Fashion Pact and G7

Ahead of the G7 meeting in France this weekend, 32 major global fashion and textile companies, from H&M and Gap to Burberry and Chanel, signed a Fashion Pact, promising to lower the industry’s negative impact on the environment.

The initiative, led by Gucci parent and French luxury house Kering, targets a net-zero carbon footprint by 2050 and invites the industry to come up with “regenerative” approaches to agriculture, including eliminating sourcing from intensive feed-lot-based farming.

To protect the oceans, the pact urges cutting the use of single-use plastics by 2030 and reducing micro-fiber ocean pollution created through consumers’ washing of synthetic materials. It also asks the industry to embrace the trending “circular economy,” including recycling and “upcycling,” to come up with new designs using old clothes.

That signals that the wave of traditional retailers announcing their own clothing rental subscription services, including Banana Republic and Bloomingdale’s, or getting into fashion resale like Neiman Marcus will likely only grow bigger.

The pact admits a big unaddressed part of the industry’s environmental impact lies in the “first mile” of fashion supply chains, such as at the farm level and where raw materials are sourced.

The industry “should have the power to play a pivotal role in leading the shift towards a more sustainable future,” the pact says, adding that the companies want top players, making up at least 20% of the industry measured by product volume, to sign on to the pact. The pact adds that this is the first time some major fashion players are joining forces.

Companies that have signed on include Burberry, Zara parent Inditex, Nike, Adidas, Coach parent Tapestry, retailer Nordstrom, and Calvin Klein parent PVH.

Fashion is one of the worst-polluting industries. According to a United Nations Environment Programme study in November, the industry produces 20% of global wastewater and 10% of global carbon emissions, more than all international flights and maritime shipping combined. Textile dyeing is the No. 2 polluter of water globally, and it takes around 2,000 gallons of water to make a typical pair of jeans, the study said.

The equivalent of one garbage truck of textiles is landfilled or burned each second while laundry releases half a million tonnes of microfibers into the ocean every year, the UN agency said.

The industry knows it has a problem. It has been embracing sustainability as a key discussion point in various industry gatherings especially as it’s faced with increasingly environmentally conscious shoppers who are more than willing to ditch brands that don’t align with their social values.
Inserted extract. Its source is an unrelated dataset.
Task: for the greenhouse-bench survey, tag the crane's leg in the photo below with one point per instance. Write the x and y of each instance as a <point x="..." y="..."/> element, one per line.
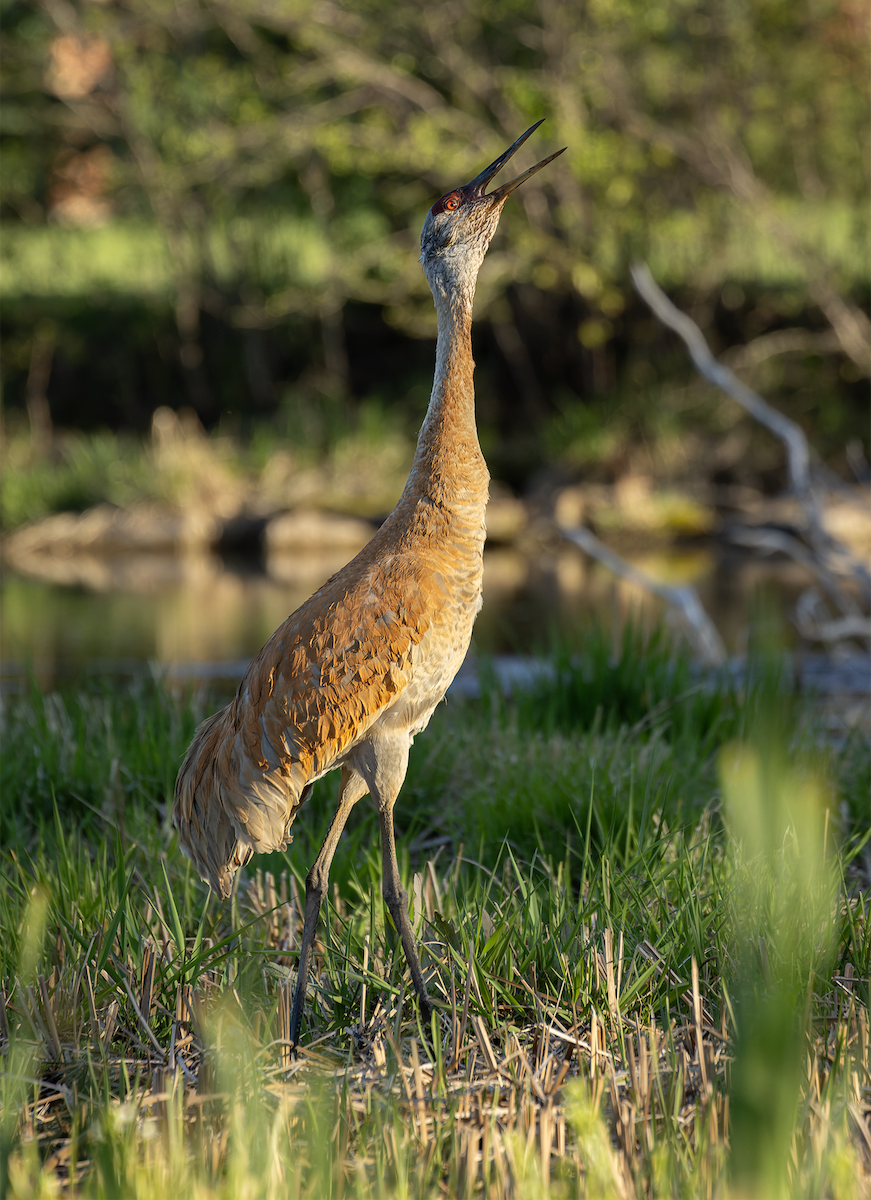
<point x="396" y="899"/>
<point x="350" y="790"/>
According to 2018’s Pulse of the Fashion Industry Report, 52% of industry executives polled said “sustainability targets acted as a guiding principle for nearly every strategic decision they made,” up 18 percentage points from 2017. The study also showed that a heightened sustainability focus translates to a positive impact on profit.

However, even as companies have pushed ahead with their various environmentally friendly initiatives—for instance, Levi’s is using lasers to finish its jeans, and designer Eileen Fisher is giving new life to old and damaged clothes—the industry as a whole may still not be doing more fast enough.

The Fashion Pact itself is not legally binding and is meant to serve only as a set of guidelines.

According to this year’s Pulse of the Fashion Industry update published by Global Fashion Agenda, Boston Consulting Group and Sustainable Apparel Coalition, the industry’s improvement on its environmental impact has slowed.

“Although the continued progress is encouraging, its decreasing speed is concerning,” the report says, adding that the industry, driven by demand in Asia and other developing countries, will grow to 102 million tonnes in volume by 2030. “Fashion companies are not implementing sustainable solutions fast enough. The industry can’t wait for the consumer to lead this movement—it is up to fashion leaders to take bolder moves today to transition to a sustainable industry.”